O Conselho Comunitário de Jericoacoara denuncia que as terras públicas que estariam sendo cedidas estão avaliadas em “milhões de reais”. Segundo o presidente do concelho, Lucimar Marques, essas terras são “fundamentais para a preservação da beleza natural e da identidade local”. Ainda conforme a denúncia, uma exploração imobiliária “desenfreada” poderia levar à destruição de dunas, à poluição das lagoas e à perda de biodiversidade, transformando Jericoacoara em um local “padronizado e massificado”.
“A sociedade civil organizada, em conjunto com órgãos de controle e poder público, deve se unir para impedir essa grave ameaça ao patrimônio público e à identidade de Jericoacoara, uma vez que essas áreas hoje são áreas verdes que garantem também o paisagismo da região. A preservação desse paraíso é fundamental para garantir a sustentabilidade do destino”, finalizou Marques.
De acordo com a PGE, no entanto, o que ocorreu foi que o Estado não havia localizado o proprietário do território por meio de Escritura Pública, e, portanto, arrecadou o terreno de uma área total de 55,3761 hectares (equivalente a cerca de 553 mil m²) para que fosse realizada regulamentação fundiária. A proprietária, identificada como Iracema Correia São Tiago, abriu processo junto ao Idace, comprovando a documentação de propriedade das terras, datada de janeiro de 1983. Com o processo, a autenticidade da documentação foi reconhecida, com o Estado comprovando a propriedade.
A Procuradoria explica que, com o acordo feito, ficou estabelecido que as pessoas e as construções nestes lotes não poderiam ser objeto de ação de despejo por ordem judicial. “O acordo estabelece que, de toda a Vila de Jericoacoara, apenas uma parte menor da área arrecadada, não ocupada por pessoas em moradia/trabalho ou construções, é que passariam ao proprietário”.
Confira nota completa da PGE
A Procuradoria-Geral do Estado do Ceará (PGE-CE) explica que a Vila de Jericoacoara trata-se de área arrecadada pelo Idace ao estado do Ceará. Por ser uma área arrecadada, é obrigado se fazer constar, na respectiva matrícula, a ressalva quanto à obrigação do Estado de, aparecendo algum proprietário que comprove que possui imóvel, dentro da matrícula estadual, registrado em data anterior à arrecadação, promover o reconhecimento desse direito, retirando da sua matrícula a área comprovadamente de outro proprietário.
Em processo que teve início no Instituto do Desenvolvimento Agrário do Ceará (Idace), ficou comprovado, à vista de documentos oficiais, que, na matrícula arrecadada referente à Vila de Jericoacoara, havia um registro anterior de propriedade abrangendo praticamente toda a Vila.

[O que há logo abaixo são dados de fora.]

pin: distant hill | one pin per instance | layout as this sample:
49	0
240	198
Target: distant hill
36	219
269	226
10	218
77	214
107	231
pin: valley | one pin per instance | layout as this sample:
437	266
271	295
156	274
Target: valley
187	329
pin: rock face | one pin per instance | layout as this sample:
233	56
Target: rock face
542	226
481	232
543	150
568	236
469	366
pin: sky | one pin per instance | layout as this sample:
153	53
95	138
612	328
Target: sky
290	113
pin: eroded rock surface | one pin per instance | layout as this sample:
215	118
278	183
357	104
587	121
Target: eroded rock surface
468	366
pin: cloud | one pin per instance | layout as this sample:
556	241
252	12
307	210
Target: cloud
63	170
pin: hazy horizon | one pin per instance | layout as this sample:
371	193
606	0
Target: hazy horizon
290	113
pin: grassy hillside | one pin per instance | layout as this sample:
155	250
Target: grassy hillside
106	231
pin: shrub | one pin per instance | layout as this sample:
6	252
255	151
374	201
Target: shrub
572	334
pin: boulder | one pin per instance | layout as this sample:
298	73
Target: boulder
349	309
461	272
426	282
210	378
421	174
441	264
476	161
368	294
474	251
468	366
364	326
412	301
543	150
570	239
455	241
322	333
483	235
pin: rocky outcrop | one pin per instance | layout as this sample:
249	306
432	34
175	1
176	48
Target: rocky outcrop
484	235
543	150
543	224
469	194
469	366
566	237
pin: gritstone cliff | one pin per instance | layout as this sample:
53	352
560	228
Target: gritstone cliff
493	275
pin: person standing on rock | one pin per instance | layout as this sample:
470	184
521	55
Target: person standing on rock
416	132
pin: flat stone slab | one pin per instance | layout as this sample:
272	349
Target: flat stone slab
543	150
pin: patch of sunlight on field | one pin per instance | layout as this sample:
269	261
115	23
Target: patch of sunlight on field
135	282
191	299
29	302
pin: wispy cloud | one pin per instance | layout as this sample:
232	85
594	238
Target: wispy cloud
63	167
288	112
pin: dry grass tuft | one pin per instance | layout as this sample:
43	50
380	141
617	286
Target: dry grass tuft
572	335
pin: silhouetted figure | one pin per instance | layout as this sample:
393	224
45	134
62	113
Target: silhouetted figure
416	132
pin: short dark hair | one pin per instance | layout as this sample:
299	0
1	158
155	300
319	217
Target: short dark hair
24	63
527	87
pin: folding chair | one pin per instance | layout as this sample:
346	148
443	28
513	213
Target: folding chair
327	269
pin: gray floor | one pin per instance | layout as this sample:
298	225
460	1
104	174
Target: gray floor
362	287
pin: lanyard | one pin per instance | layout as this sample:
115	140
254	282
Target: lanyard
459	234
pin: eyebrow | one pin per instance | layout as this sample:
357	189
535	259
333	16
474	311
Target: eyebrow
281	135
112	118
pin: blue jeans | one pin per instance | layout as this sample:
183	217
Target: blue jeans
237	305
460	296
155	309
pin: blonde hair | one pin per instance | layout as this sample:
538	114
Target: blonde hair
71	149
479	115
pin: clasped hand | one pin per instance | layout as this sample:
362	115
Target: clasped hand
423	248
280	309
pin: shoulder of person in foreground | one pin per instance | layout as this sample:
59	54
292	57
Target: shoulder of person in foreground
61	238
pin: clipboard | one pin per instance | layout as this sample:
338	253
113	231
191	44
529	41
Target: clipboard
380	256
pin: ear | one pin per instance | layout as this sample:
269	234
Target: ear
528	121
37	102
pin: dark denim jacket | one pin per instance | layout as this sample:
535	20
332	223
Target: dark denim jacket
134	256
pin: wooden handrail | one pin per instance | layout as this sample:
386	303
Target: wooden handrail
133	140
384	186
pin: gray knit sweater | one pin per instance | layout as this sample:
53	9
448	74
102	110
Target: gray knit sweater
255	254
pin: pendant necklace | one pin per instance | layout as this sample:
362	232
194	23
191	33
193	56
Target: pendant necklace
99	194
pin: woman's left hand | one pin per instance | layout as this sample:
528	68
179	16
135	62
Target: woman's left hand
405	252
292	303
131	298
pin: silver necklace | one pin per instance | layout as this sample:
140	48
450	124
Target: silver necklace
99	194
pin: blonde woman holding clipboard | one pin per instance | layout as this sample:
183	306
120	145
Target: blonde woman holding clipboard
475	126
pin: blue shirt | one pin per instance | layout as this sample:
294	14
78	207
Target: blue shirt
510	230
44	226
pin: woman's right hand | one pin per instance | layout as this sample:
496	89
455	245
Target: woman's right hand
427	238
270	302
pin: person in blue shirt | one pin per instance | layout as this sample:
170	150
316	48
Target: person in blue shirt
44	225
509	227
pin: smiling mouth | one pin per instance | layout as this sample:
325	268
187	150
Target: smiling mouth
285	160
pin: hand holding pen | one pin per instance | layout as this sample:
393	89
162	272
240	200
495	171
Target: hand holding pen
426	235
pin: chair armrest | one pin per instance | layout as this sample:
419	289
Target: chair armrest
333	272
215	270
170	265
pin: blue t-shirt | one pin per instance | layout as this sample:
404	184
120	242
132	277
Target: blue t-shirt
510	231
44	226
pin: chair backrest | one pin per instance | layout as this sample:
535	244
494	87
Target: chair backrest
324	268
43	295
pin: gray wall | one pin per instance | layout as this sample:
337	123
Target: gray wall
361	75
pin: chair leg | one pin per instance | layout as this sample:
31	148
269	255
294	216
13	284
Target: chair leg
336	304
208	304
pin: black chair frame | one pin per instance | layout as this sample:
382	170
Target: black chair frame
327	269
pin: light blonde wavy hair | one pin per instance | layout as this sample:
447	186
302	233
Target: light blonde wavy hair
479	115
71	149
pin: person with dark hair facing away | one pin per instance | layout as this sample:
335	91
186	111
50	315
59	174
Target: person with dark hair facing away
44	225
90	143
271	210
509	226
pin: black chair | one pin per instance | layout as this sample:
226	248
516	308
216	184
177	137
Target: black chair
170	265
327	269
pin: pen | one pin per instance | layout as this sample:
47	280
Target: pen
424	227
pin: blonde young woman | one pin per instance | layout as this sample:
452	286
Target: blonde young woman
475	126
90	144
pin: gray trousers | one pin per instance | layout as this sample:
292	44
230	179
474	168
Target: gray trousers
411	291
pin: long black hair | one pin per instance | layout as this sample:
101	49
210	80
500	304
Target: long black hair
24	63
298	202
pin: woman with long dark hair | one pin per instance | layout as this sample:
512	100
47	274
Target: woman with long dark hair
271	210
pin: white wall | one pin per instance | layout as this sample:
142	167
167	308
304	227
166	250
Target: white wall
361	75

Dado o impacto do processo, sobretudo para as pessoas já estabelecidas no local, ele foi encaminhado à PGE-CE, que conduziu um acordo de forma a proteger as famílias que já trabalham e residem na região, uma vez que, caso simplesmente se retirasse a área do real proprietário da matrícula do Estado, muitos residentes e donos de comércios locais poderiam ser obrigados, até judicialmente, a sair de suas casas e estabelecimentos.

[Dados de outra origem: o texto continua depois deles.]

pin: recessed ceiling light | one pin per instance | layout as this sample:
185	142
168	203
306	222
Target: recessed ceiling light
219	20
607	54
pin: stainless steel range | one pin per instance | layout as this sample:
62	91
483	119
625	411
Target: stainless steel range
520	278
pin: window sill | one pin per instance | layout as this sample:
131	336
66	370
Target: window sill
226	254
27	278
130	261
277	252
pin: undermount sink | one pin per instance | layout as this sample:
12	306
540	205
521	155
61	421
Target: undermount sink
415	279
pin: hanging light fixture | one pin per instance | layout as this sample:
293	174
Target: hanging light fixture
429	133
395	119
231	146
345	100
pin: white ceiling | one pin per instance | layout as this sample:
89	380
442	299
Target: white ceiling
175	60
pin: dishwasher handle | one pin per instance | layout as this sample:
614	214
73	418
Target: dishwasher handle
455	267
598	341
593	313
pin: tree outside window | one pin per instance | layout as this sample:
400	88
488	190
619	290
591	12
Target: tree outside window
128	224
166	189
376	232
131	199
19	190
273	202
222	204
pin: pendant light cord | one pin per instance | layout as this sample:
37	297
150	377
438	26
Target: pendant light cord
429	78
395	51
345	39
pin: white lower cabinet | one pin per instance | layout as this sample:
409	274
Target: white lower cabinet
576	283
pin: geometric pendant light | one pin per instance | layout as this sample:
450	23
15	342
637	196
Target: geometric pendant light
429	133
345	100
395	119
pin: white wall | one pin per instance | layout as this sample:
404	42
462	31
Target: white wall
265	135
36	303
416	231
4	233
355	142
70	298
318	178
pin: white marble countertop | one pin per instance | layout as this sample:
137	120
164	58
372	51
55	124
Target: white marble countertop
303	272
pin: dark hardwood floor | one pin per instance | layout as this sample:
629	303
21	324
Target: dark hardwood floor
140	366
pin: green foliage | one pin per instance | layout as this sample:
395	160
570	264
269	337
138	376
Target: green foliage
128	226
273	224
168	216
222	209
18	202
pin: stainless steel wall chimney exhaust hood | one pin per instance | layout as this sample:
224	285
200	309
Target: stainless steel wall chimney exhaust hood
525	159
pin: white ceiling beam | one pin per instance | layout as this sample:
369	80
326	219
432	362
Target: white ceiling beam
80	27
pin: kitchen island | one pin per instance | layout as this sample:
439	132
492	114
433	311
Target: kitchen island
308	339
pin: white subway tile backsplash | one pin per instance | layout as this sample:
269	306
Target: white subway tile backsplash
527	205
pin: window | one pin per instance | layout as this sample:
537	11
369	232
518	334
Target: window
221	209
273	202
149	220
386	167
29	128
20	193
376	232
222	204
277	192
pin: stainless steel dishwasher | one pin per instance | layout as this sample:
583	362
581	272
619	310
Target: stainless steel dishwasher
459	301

Foi para evitar esse prejuízo, que, na PGE-CE, se pensou em um acordo com o proprietário. Nesse acordo, conseguiu-se a renúncia dele de todas as terras que, mesmo estando dentro de sua propriedade, estivessem ocupadas com moradores ou quaisquer tipos de construções.

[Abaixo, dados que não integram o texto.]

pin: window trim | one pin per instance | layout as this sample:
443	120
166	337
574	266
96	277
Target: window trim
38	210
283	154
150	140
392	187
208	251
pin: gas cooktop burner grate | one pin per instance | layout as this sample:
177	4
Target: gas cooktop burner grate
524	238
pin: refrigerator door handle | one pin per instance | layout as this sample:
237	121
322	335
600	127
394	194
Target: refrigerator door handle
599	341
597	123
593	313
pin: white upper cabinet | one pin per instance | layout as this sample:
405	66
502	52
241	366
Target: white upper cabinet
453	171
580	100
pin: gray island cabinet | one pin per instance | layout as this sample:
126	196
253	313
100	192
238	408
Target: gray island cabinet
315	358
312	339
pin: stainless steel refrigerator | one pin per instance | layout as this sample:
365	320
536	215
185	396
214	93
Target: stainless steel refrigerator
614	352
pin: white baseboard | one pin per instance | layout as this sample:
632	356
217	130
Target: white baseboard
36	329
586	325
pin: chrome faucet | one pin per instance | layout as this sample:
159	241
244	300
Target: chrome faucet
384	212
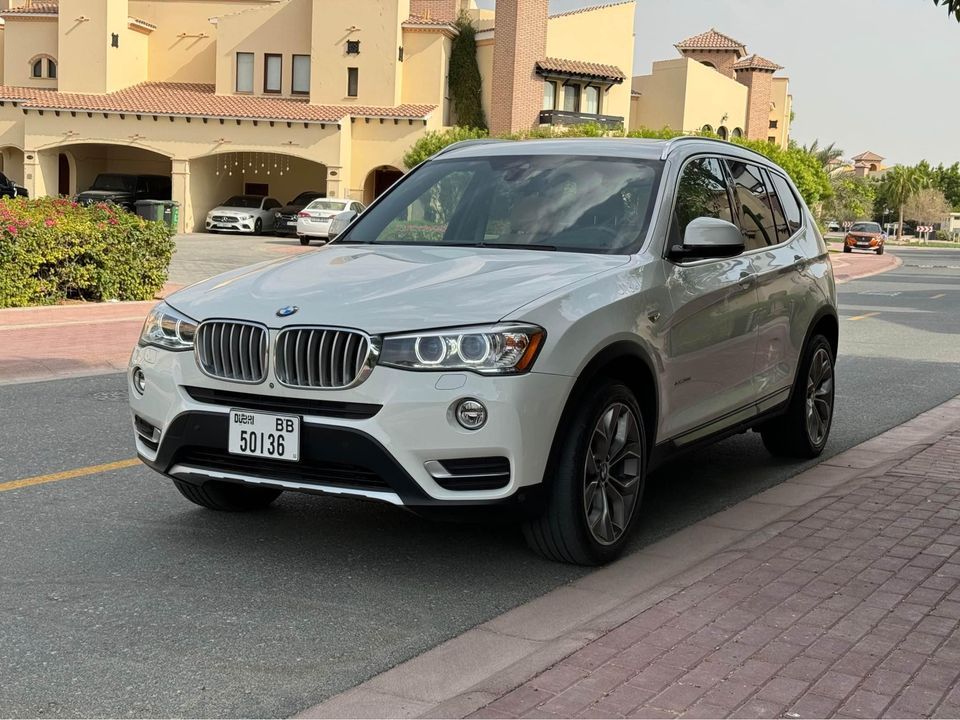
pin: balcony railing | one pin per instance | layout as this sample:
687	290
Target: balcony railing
566	117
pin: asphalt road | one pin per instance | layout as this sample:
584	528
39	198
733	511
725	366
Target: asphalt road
118	598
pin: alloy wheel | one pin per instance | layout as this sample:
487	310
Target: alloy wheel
612	473
819	396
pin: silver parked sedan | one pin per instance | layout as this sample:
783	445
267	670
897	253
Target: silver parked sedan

Somente terrenos que ainda estavam no nome do Idace e que não estavam ocupados de alguma forma, ou seja, uma parte menor considerando o todo da Vila, é que passariam ao proprietário. Além disso, todas as vias e acessos locais foram preservados.
Ressalta-se que as tratativas para condução do acordo se deram de forma transparente e republicana. Além do próprio Idace, os órgãos públicos locais contribuíram com o procedimento, prestando as informações necessárias, sempre buscando proteger os interesses da comunidade e da própria Vila, cuja relevância para o turismo e a economia estadual é inquestionável e, por isso, precisa ser protegida, havendo sido essa a principal intenção do acordo.